Doktorlar, yüksek tansiyonu olan çoğu kişinin başlangıçta yüksek tansiyonlarının farkında olmamasından endişe duyuyor. Hastalığı ancak böbrek yetmezliği, kalp yetmezliği veya felç geçirdiklerinde fark ediyorlar. Tip 2 diyabet hastalarında da çok yemek yeme, çok su içme, çok idrara çıkma veya kilo verme gibi erken teşhis edilebilecek belirgin semptomlar bulunmuyor.
Birçok kişi enfeksiyon, yavaş iyileşen enfeksiyonlu yaralar veya felç gibi komplikasyonlar nedeniyle hastaneye gidiyor ve sonunda sebebin diyabet olduğunu öğreniyor. İstatistiklere göre, diyabet hastalarının yaklaşık %15-30'una acil servise gittiklerinde veya felç tedavisi gördüklerinde diyabet teşhisi konuyor.
Bu nedenle, hastalık önleme çok önemlidir. Felcin erken belirtilerini fark etmek, beyni kurtarmak için "altın zaman"da müdahale ve tedavi için en yakın hastaneye gitmek de aynı derecede önemlidir.
İskemik inmede acil tedavi için altın zaman, hastanın konuşma bozukluğu, peltek konuşma, konuşma güçlüğü, uzuvlarda güçsüzlük, ağızda eğrilik, tek taraflı yüz deviasyonu, baş ağrısı, baş dönmesi gibi inme belirtilerini ilk gösterdiği andan itibaren 3-4,5 saat, hemorajik inmede ise 8 saattir.

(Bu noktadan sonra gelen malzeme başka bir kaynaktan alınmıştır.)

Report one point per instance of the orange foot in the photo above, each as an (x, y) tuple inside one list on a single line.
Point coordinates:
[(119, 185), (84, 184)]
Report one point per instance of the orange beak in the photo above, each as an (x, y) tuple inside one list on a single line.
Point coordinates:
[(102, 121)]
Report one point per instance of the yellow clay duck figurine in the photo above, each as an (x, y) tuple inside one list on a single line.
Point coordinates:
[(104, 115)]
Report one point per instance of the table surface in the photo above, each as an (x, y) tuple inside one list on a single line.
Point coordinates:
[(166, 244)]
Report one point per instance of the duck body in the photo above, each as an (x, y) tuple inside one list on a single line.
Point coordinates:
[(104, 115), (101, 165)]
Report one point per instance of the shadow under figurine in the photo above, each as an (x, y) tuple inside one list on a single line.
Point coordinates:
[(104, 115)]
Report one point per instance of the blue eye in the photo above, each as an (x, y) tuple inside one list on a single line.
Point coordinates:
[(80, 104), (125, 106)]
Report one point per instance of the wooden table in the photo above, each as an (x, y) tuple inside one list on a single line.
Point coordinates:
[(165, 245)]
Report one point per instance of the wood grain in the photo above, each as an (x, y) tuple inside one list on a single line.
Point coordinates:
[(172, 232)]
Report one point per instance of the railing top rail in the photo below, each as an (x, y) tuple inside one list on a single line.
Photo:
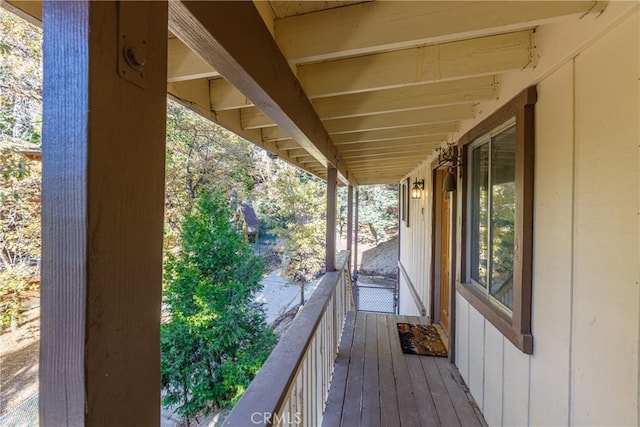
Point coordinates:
[(266, 393)]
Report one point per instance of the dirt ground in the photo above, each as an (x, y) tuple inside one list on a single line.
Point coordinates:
[(19, 359)]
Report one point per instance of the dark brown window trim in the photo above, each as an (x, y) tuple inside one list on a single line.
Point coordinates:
[(516, 329)]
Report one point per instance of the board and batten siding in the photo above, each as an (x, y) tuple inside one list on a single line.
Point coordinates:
[(415, 246), (586, 298)]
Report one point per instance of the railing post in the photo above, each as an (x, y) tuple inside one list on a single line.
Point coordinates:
[(350, 221), (332, 177), (355, 232)]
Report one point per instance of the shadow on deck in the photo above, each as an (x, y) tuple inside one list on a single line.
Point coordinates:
[(375, 384)]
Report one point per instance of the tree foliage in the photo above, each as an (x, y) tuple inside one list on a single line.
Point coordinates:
[(201, 157), (20, 78), (217, 338), (293, 204), (19, 230), (20, 119)]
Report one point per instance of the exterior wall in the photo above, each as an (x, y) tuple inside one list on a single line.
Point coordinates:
[(584, 370), (415, 245)]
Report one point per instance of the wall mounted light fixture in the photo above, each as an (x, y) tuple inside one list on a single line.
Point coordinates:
[(416, 190), (448, 156)]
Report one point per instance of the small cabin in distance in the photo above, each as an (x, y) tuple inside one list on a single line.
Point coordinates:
[(247, 221)]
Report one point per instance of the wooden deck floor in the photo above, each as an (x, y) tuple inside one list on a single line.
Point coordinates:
[(375, 384)]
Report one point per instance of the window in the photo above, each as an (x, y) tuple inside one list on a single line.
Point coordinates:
[(498, 218), (492, 205)]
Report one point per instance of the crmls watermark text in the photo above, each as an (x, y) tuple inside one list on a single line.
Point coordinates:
[(284, 419)]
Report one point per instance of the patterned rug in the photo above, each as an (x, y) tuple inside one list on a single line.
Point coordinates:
[(421, 339)]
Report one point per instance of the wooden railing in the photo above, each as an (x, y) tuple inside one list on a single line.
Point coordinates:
[(293, 384)]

Vakaya bağlı olarak, inme acil tedavisi için altın süre 24 saat veya daha uzun sürebilir. Ancak hastaya mümkün olan en kısa sürede müdahale edilmelidir.
Soğuk havalarda sağlık koruma tedbirlerine ilişkin sağlık sektörünün önerilerine göre, hava çok soğuk ve rüzgarlı olduğunda özellikle 21.00-06.00 saatleri arasında dışarı çıkmaktan kaçınılmalı.
Dışarı çıktığınızda rüzgardan korunmak için sıcak tutan giysiler giyin. Örneğin; mont, sıcak tutacak kadar kalın uzun pantolon, atkı, şapka, eldiven, çorap, maske vb. giyin. Soğuk algınlığından kaynaklanan hastalıkları sınırlamak için dışarı çıkarken ve uyurken vücudunuzu her zaman kuru tutun, özellikle boyun, el ve ayaklarınızın ıslanmasını önleyin.
Sigara dumanı, kömür dumanı ve alkole maruz kalmaktan kaçının. Dağlık bölgelerde yaşayanlar özellikle dikkatli olmalıdır çünkü alkol kan damarlarını daraltarak yüksek tansiyona neden olur ve bu da felç ve ölüme yol açabilir. Kafein gibi uyarıcı maddeler içeren içeceklerden kaçının.
Ağır işlerde çalışanlar, yaşlılar ve çocuklar için, vücudun soğuğa karşı direncini artırmak amacıyla diğer mevsimlere göre daha fazla nişasta, protein, yağ ve vitamin takviyesi yapmak, özellikle vücut direncini artırmak için A ve C vitamini takviyesi yapmak gerekir. Özellikle yüksek tansiyon, kalp-damar hastalığı, kronik solunum yolu hastalığı, kas-iskelet sistemi hastalığı vb. tanısı konmuş kişilerin ilaç kullanma, makul bir egzersiz ve doktor talimatlarına göre beslenme ilkelerine uymaya dikkat etmeleri gerekir.